We recently demonstrated that oral vanadate treatment ameliorates exaggerated vasoconstriction in aortic tissue from the hyperinsulinemic/insulin resistant obese Zucker rat. It has been suggested that changes in large artery contractility might contribute to the development of hypertension in this strain. Thus we examined the effect of vanadate treatment (0.5 mg/ml, p.o.) on conductance and resistance vessel function as well as blood pressure (BP) in Zucker rats. Vasoconstrictor responses to endothelin-1 (ET-1) and methoxamine and vasodilator responses to acetylcholine in the aorta and perfused mesenteric vascular bed served as indices of conductance and resistance function, respectively. Separate groups were treated with insulin (12 mU/kg/min, s.c.) to determine its role in the actions of vanadate. Vanadate treatment reduced (2.5-fold; p < 0.05) elevated plasma insulin levels and abolished exaggerated aortic vasoconstriction in obese rats. Vasoconstrictor responses in the mesenteric bed, however, were similar between obese and lean rats, and were unaffected by vanadate. Vanadate did not affect elevated BP in obese rats and actually increased BP in the lean group. Insulin treatment per se failed to affect vasomotor function or BP in either strain, and acetylcholine-evoked relaxation was similar in all groups. We conclude that whereas vanadate overcomes exaggerated central artery contractility in obese Zucker rats, it fails to affect resistance vessel function or BP in this strain, and might conversely elevate BP in normotensive lean control rats. The vascular actions of vanadate in obese rats appear to occur independent of changes in plasma insulin or endothelial function.

Insulin and vanadate restore decreased plasma endothelin concentrations and exaggerated vascular responses to normal in the streptozotocin diabetic rat.

Although insulin has been shown to raise plasma concentrations of endothelin (ET) and up regulate vascular smooth muscle ETA receptor expression, the interaction of vanadate, an insulinomimetic agent, with the vascular ET system has not been investigated.
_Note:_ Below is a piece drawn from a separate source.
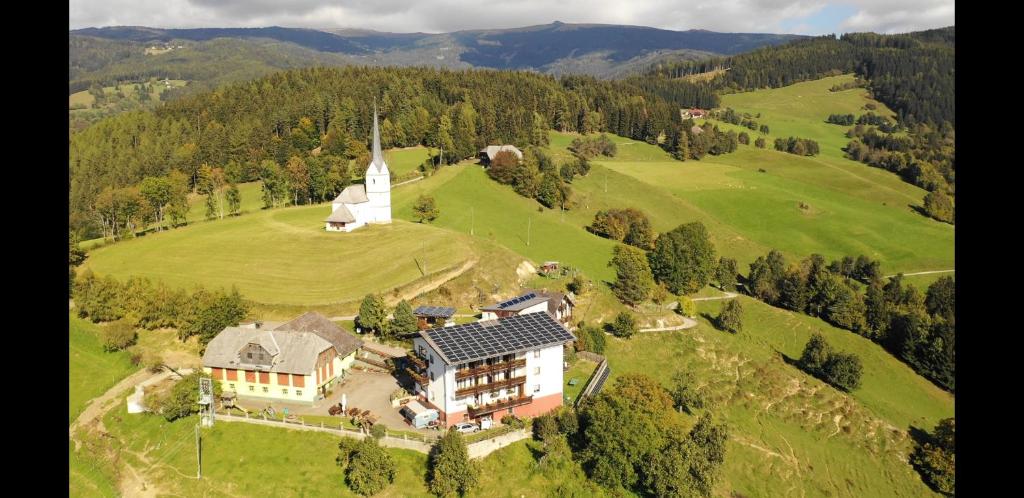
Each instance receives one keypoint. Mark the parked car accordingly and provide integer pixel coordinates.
(466, 427)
We compared the effects of oral vanadate treatment (0.5 mg/ml; p.o.) and insulin infusion (12 mU.kg-1.min-1 s.c.) for two weeks on plasma ET concentrations and vascular responses to endothelin-1 (ET-1) and the alpha-1 adrenoceptor agonist, methoxamine, in aortic ring preparations from streptozotocin (STZ) diabetic and non-diabetic adult male Sprague-Dawley rats. Plasma ET concentrations were lower (p < 0.01) in STZ diabetic rats compared with normal control rats. Insulin and vanadate treatment restored plasma ET to normal (p < 0.01) in STZ rats and increased ET concentrations in the control (p < 0.05) group. Higher maximal tension responses to both ET-1 (p < 0.01) and methoxamine (p < 0.05) were present in STZ rats in both endothelium intact and denuded aortic preparations compared with the control group. Both insulin and vanadate treatment returned these responses to normal. It is concluded that low plasma concentrations of insulin and high plasma glucose in STZ diabetic rats are accompanied by lower concentrations of plasma ET. Insulin and vanadate treatment restores diminished plasma ET to control concentrations and attenuates exaggerated agonist(s)-evoked vascular smooth muscle responses in STZ-induced diabetic rats. In addition to well known beneficial metabolic effects, insulin and vanadate may beneficially affect cardiovascular regulation in the STZ diabetic rat by correcting abnormal ET activity.